I finally wrote a mystery novel of my own in 2000. Well, I finished it in 2000. I don’t remember exactly when I started it, but I’m sure it took me two or three years to write it. It was actually more a thriller than a mystery, about a woman who had to disappear because she had run afoul of the Russian mob. My agent came this close to selling it—two publishers and a film company were interested in it—but in the end, no one bought it. (I was so crushed, I didn’t write for a year.) I wrote a shorter, more commonplace mystery after that, almost a cozy, but no one was interested in that either. So I set aside mysteries and turned to women’s fiction, which also appealed to me. Lost Mothers and Every New Beginning were the results of that, as well as my current novel, As the Crow Flies, which is still seeking a publishing home.

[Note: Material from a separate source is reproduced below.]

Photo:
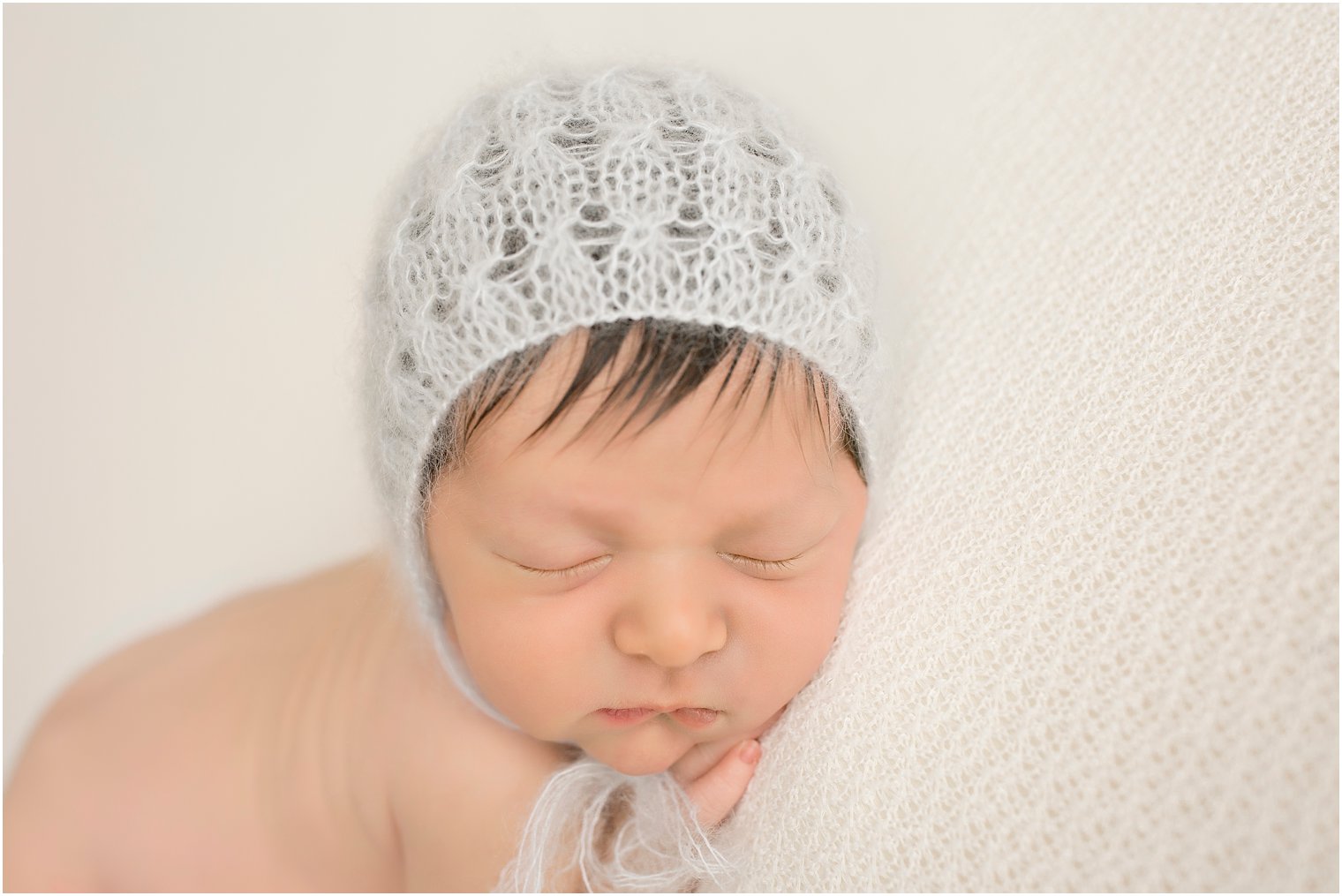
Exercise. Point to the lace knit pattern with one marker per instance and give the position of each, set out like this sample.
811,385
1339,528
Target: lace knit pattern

More than a year ago, I started a new book that I tentatively called Driving Rules. I had a solid idea, I thought, of how the publication of a memoir could roil a family. But I found myself spending an awful lot of time figuring out who the people in this family were, because the family kept getting bigger, and the main characters kept having more and more problems, and I kept getting further and further away from my original idea. The book started resembling an out-of-control batch of Amish bread, growing endlessly and largely shapeless. And I was liking it less and less.
A few months ago, I contacted my agent on behalf of one of my editorial clients. My client had just completed a mystery and I asked my agent, Paige, if she could recommend some agents for my client to contact. “Have her send it to me,” Paige responded. “I love mysteries.”

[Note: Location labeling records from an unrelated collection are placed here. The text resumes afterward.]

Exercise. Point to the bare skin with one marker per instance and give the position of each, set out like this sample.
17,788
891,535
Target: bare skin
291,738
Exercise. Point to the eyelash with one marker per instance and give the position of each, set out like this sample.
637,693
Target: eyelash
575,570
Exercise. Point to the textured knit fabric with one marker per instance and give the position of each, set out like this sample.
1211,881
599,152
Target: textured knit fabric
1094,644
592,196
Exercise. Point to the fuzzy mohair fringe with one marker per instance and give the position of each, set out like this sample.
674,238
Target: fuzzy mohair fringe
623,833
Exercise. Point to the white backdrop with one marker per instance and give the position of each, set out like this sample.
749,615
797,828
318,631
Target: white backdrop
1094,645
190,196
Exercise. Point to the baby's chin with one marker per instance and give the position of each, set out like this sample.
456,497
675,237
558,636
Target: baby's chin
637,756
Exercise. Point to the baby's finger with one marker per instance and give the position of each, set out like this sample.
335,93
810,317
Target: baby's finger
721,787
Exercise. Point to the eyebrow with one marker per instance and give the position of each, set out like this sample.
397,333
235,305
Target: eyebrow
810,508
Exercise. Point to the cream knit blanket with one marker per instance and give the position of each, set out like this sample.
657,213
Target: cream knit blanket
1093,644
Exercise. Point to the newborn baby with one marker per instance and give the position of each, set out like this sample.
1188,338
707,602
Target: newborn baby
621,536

I probably had known that about Paige, but I had forgotten. Her brief comment acted like a spark. Why not take my shapeless novel with too many characters and subplots, get rid of half of it, and turn what remained into a mystery? I mean, I still love mysteries. My agent loves mysteries. And mysteries, as a genre, are among the best-selling novels published today. Really, I should be writing a mystery.

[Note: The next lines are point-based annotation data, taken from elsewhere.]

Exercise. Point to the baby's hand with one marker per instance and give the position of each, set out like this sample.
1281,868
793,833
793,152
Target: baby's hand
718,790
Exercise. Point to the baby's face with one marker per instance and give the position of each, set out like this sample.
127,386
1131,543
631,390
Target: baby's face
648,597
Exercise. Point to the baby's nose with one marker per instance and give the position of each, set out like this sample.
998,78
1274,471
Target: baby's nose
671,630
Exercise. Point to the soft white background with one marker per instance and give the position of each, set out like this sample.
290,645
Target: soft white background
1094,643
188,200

It took me three months, lots of thinking, and a few phone calls and many more e-mails with my mother, who was a helpful sounding board and idea developer, before I finally had a plot that not only interested me and worked with four of my main characters, but also incorporated an actual murder that my father had told me about years ago, one that was never solved and that had an odd connection to my great-grandfather’s family. That murder was referred to as the Whistle Murder, and for the moment, that is the title of the book.
It will take a great deal of research, since the book reaches back to the ‘40s and ‘50s and deals with the OSS and the spies of the Cold War. I know I will enjoy the research, but even better, I am loading my to-read list with mysteries and thrillers. After all, I need to know the market, and now I am writing a mystery.